Sonntag, 20. März 2016

Drei Israelis unter den Istanbul-Opfern

Bei dem Selbstmordanschlag im Zentrum von Istanbul sind am Samstag drei Israelis getötet worden, von denen zwei auch die US-Staatsbürgerschaft hatten. Dies bestätigte das israelische Außenministerium am Sonntag in Jerusalem.
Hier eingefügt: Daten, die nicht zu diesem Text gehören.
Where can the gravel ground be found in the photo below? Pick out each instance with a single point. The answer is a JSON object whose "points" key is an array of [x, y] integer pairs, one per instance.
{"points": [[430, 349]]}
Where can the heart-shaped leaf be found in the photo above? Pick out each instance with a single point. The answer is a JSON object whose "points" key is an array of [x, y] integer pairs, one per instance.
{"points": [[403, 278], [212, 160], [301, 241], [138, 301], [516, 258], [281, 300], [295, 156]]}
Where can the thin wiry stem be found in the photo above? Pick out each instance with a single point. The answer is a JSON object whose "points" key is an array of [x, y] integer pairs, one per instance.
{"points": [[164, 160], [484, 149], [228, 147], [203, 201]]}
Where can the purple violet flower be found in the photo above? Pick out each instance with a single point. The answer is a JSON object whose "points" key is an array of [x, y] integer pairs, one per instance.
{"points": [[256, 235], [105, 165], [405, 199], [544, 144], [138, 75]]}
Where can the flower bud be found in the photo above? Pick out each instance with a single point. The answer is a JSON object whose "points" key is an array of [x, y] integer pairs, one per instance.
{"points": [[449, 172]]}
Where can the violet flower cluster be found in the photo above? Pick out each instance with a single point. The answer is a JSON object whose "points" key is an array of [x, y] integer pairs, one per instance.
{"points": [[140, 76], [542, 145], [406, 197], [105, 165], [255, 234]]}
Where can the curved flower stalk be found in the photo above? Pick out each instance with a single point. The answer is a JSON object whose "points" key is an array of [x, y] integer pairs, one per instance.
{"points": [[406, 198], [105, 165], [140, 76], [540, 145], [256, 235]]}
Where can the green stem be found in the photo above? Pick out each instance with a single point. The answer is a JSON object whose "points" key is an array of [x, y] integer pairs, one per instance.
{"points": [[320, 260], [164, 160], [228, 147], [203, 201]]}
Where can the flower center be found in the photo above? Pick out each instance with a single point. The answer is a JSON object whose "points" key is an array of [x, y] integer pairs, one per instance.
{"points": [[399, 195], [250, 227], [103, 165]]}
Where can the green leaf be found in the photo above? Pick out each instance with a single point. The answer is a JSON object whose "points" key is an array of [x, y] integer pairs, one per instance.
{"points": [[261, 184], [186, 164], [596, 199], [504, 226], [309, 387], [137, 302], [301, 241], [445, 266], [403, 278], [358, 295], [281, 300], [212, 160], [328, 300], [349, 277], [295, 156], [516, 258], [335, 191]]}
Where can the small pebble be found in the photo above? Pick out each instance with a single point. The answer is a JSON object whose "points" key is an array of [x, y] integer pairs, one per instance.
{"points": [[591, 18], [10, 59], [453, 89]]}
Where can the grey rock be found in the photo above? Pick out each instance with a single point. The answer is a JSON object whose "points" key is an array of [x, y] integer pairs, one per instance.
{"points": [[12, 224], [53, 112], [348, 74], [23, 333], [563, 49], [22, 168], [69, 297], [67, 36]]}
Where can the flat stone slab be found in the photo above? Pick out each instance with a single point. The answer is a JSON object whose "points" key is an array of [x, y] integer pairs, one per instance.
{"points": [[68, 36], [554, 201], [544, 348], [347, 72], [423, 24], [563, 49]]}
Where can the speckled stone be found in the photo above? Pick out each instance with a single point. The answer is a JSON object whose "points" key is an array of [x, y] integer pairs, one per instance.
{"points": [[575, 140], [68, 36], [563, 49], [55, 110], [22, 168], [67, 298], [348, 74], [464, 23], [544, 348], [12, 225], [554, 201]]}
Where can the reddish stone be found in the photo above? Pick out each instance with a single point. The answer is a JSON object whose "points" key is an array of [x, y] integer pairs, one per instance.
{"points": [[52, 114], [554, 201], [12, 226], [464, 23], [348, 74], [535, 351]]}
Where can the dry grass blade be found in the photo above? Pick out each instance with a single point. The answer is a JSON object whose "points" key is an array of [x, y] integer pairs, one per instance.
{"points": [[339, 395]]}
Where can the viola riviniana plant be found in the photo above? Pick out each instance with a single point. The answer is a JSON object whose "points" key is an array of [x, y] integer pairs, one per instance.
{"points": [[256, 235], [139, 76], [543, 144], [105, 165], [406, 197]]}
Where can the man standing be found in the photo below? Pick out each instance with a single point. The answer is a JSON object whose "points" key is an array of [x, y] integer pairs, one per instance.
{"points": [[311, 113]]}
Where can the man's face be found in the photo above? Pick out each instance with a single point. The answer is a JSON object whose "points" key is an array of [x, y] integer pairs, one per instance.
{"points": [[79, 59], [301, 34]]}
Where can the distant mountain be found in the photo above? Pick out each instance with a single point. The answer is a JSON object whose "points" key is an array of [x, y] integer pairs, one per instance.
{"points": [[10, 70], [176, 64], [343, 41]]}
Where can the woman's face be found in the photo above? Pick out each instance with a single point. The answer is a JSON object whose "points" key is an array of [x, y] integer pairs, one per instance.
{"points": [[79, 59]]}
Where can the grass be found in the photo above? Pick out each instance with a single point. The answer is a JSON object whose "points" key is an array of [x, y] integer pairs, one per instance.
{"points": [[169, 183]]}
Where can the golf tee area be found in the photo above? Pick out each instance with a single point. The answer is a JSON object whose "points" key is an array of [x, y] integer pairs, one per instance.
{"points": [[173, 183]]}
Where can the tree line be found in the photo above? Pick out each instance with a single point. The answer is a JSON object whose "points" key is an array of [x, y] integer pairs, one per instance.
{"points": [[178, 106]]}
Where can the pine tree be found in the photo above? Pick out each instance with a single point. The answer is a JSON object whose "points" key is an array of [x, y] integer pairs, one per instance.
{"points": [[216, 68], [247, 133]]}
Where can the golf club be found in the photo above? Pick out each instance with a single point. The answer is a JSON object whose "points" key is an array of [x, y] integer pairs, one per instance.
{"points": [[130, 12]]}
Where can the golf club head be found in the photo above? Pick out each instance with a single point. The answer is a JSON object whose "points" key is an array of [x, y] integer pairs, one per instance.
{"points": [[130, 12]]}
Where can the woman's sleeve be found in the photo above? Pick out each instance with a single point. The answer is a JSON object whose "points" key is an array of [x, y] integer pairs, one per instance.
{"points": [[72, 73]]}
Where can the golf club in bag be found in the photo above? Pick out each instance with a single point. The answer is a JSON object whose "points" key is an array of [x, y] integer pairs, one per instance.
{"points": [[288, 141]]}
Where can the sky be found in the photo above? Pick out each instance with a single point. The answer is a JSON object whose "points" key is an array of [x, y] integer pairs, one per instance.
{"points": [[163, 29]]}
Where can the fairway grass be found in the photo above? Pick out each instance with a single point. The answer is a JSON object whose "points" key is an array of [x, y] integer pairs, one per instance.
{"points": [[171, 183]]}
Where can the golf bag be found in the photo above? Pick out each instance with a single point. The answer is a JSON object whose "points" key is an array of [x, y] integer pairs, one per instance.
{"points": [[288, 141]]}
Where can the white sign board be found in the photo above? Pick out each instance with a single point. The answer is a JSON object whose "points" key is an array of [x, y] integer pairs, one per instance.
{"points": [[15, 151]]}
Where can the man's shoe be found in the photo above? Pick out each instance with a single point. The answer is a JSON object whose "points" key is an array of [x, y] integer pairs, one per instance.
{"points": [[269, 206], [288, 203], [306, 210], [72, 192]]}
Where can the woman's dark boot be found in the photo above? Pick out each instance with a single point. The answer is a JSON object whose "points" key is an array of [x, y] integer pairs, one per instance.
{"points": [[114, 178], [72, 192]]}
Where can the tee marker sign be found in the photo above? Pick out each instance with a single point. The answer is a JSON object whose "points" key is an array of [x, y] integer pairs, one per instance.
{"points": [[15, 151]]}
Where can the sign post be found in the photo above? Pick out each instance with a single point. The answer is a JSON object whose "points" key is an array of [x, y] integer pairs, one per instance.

Nach dem Selbstmordanschlag herrscht in Istanbul erhöhte Alarmbereitschaft.
Nach dem Selbstmordanschlag herrscht in Istanbul erhöhte Alarmbereitschaft. - Foto: © LaPresse

Bei den Opfern handelt es sich nach Medienberichten um einen 40-Jährigen sowie einen 70-Jährigen. Das dritte Opfer sei eine 60-jährige vierfache Mutter.

Ein Selbstmordattentäter hatte am Samstag in einer belebten Istanbuler Einkaufsstraße vier Menschen mit in den Tod gerissen, knapp 40 weitere wurden verletzt. Der israelische Regierungschef Benjamin Netanyahu sagte, es sei noch unklar, ob der Anschlag auf israelische Touristen abzielte. Zehn Israelis waren auch unter den Verletzten.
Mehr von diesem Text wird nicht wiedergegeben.